Nos próximos anos, o câncer deverá criar uma pressão crescente sobre os sistemas de saúde em todo o mundo. O novo Relatório Global sobre o Status do Câncer 2026, publicado pela Organização Mundial da Saúde (OMS), prevê um aumento significativo no número de novos casos, que pode atingir 35 milhões anualmente até 2050. O documento também destaca que apenas 12 países estão progredindo para alcançar a meta global de reduzir as mortes prematuras devido à doença até 2030.

A análise indica que aproximadamente uma em cada cinco pessoas será diagnosticada com câncer ao longo de sua vida. Considerando o impacto sobre familiares e cuidadores, estima-se que cerca de 92% da população global será afetada direta ou indiretamente pela doença em algum momento.

Embora a OMS reconheça avanços significativos na prevenção e tratamento do câncer, as desigualdades entre nações continuam a influenciar as taxas de sobrevivência. Em diversas áreas, a falta de acesso a diagnósticos precoces, tratamentos como radioterapia, medicamentos e cuidados paliativos é ainda uma realidade preocupante, especialmente nos países com renda baixa e média.

No ano de 2024, foram reportados 20,6 milhões de novos casos de câncer no mundo (19,5 milhões se excluirmos os cânceres não melanoma da pele). Caso a tendência atual persista, esse número deve aumentar em cerca de 70% nas próximas décadas, impulsionado pelo envelhecimento populacional, crescimento demográfico e fatores de risco evitáveis que ainda persistem.

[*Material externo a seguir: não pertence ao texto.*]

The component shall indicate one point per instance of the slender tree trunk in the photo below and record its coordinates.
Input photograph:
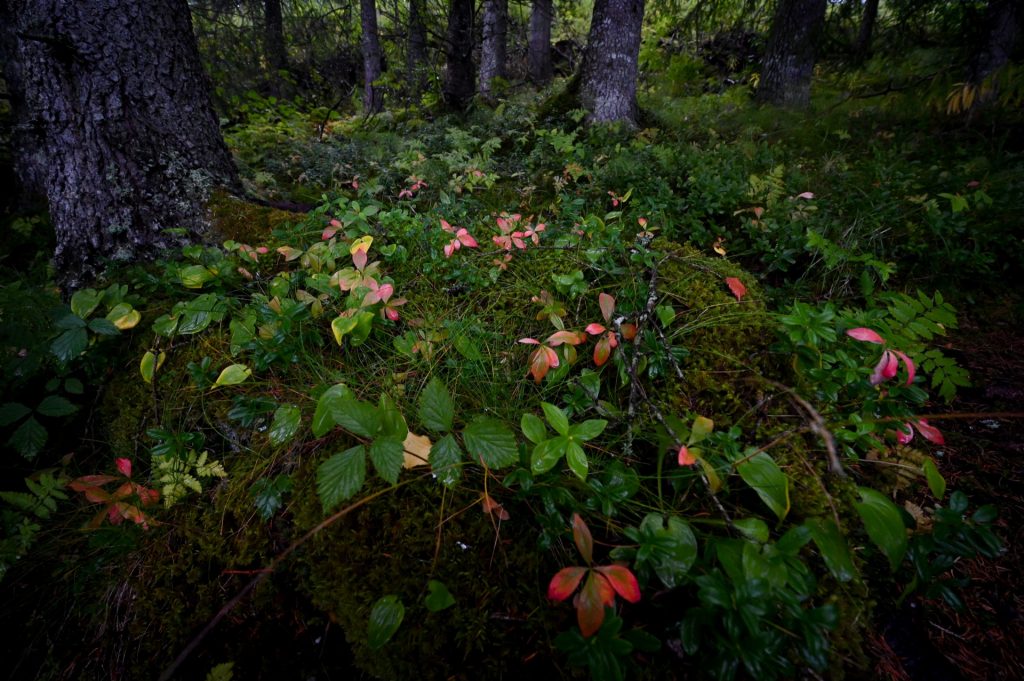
(416, 51)
(273, 36)
(373, 95)
(540, 67)
(788, 62)
(608, 87)
(458, 87)
(493, 47)
(114, 125)
(863, 46)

O oncologista Stephen Stefani aponta que o aumento na incidência do câncer decorre de uma série de fatores demográficos e comportamentais. Ele destaca que a combinação do envelhecimento da população com a exposição prolongada a riscos é fundamental para entender essa estatística crescente.

“Com o envelhecimento da população e a sobrevivência a outras doenças, temos visto um crescimento estatístico consistente dos casos de câncer. O custo biológico relacionado à exposição a riscos como tabagismo, sedentarismo e padrões alimentares inadequados está se manifestando e tende a aumentar”, explica Stefani.

O relatório também traz informações recentes sobre cânceres mais comuns, como o câncer de mama e o câncer infantil, evidenciando as disparidades existentes globalmente.

Em nações com alta renda, onde os diagnósticos são realizados precocemente e o acesso ao tratamento é mais amplo, a taxa de sobrevivência em cinco anos ultrapassa 85%. Em contrapartida, nos países com baixa renda essa taxa cai para menos de 45%.

A OMS sublinha ainda que o câncer vem se tornando uma das principais causas de morte precoce ao redor do planeta. Em 2021, foi responsável pela maior parte das mortes prematuras em 41 países; ocupou a segunda posição em 37 nações; e foi a terceira causa em 47 países. Apesar das metas globais para diminuir essas mortes até 2030, apenas um pequeno grupo de 12 países está no caminho certo para alcançar essa redução significativa. Por outro lado, há um aumento nas taxas em 48 países.

Stefani ressalta que as discrepâncias observadas pela OMS refletem tanto as capacidades dos sistemas de saúde quanto o acesso às tecnologias mais avançadas disponíveis. “A OMS enfatiza um ponto claro: as condições onde uma pessoa nasce e como os sistemas locais lidam com o câncer variam enormemente”, comenta o especialista.

Além disso, ele observa que essas desigualdades também podem ser encontradas dentro dos próprios países e são intensificadas pela dificuldade no acesso ao diagnóstico precoce e ao tratamento adequado. Muitas vezes essas opções são inviáveis devido aos altos custos envolvidos.

O impacto do câncer vai além do tratamento direto da doença. A OMS realizou uma pesquisa abrangente sobre as experiências das pessoas afetadas pelo câncer e encontrou que o diagnóstico frequentemente traz consequências emocionais, financeiras e sociais duradouras.

Entre os respondentes da pesquisa:

  • Mais da metade reportou problemas relacionados à saúde mental;
  • Pelo menos 45% enfrentaram dificuldades financeiras;
  • A totalidade dos cuidadores indicou sofrer algum tipo de sobrecarga emocional ou prática, incluindo trabalho não remunerado e isolamento social decorrente do luto prolongado.

Aproximadamente metade dos pacientes e suas famílias enfrentam custos catastróficos relacionados à saúde mesmo em países com cobertura universal. Além das despesas médicas diretas, há também gastos indiretos significativos com perda de renda e transporte.

A OMS projeta que entre 2020 e 2050, o impacto econômico global do câncer poderá representar um custo anual equivalente a cerca de 0,55% do Produto Interno Bruto (PIB) mundial.